PADANG, forumsumbar ––Adanya spanduk raksasa yang berisi protes seniman terhadap mangkraknya pembangunan Gedung Kebudayaan Sumbar di Jl Samudera Padang, mendapat tanggapan dari Dr Hermawan, budayawan dan penyair Indonesia.
Spanduk raksasa yang dipasang di bengkalai Gedung Kebudayaan Sumbar itu berbunyi; “Bilolah Ka Salasainyo Gedung Kebudayaan Ko?”.
Menurut Hermawan, pemasangan spanduk itu merupakan sindiran kepada Pemerintah Provinsi Sumbar dan sekaligus bernuasa kritikan yang ia nilai Pemprov Sumbar tidak punya visi pemajuan kebudayaan.
“Terbengkalainya pembangunan Gedung Kebudayaan bertahun-tahun lamanya merupakan indikator kuat, sebagai pembenaran bahwasanya Pemprov Sumbar memang tidak punya visi untuk pemajuan kebudayaan,” ujar Hermawan, Jumat (2/5/2025).
Disebutkan Hermawan, bukannya membangun, malah terkesan menghancurkan. Mengapa tidak? Teater Tertutup dan Teater Utama Taman Budaya, Ruang Chairil Anwar, Laga-laga dan lainnya di Taman Budaya Sumbar diratakan dengan tanah, tapi Pemprov Sumbar enggan menggantinya.

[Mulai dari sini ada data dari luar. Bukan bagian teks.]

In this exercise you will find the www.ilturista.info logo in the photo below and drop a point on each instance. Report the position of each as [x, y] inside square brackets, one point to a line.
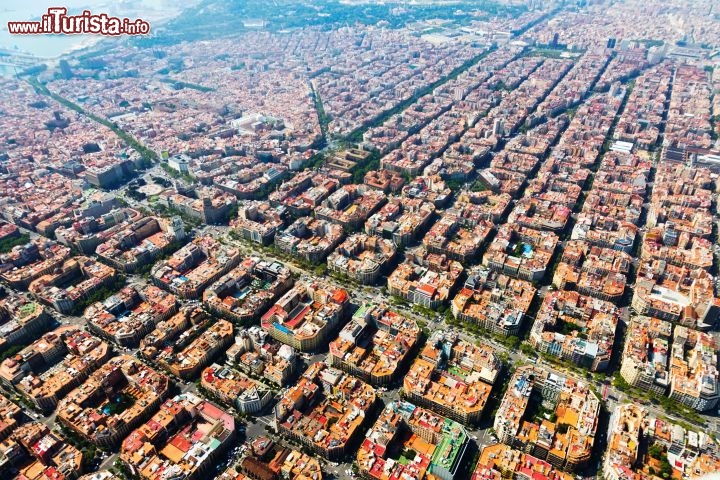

“Padahal semua fasilitas budaya itu masih sangat layak digunakan. Ini secara sistemik melumat kebudayaan, by design,” tambah Hermawan, yang juga seorang akademisi ini.
Hermawan mendesak agar Pemprov Sumbar merespons dinamika yang terjadi dan tidak membangun citra diri terhadap keterbengkalaian gedung itu.

Lanjutnya, kedatangan Wakil Gubernur Sumbar Vasko Ruseimy yang dikesankan “inspeksi mendadak (sidak)” beberapa waktu lalu ke Taman Budaya juga tak jelas ujung pangkalnya.
“Lalu setelah sidak itu, ia menjadwalkan pertemuan lagi di lokasi yang sama pada 25 April 2025, malah Wagub Vasco yang tidak datang. Ini jelas terkesan bagarah-garah saja. Makin yakin saya, komitmen pemerintah terhadap pembangunan fasilitas kebudayaan di Sumbar icak-icak saja,” tegas Hermawan.
Pembangunan Gedung Kebudayaan Sumbar memang diharapkan menjadi pusat kegiatan seni dan budaya, kini terbengkalai.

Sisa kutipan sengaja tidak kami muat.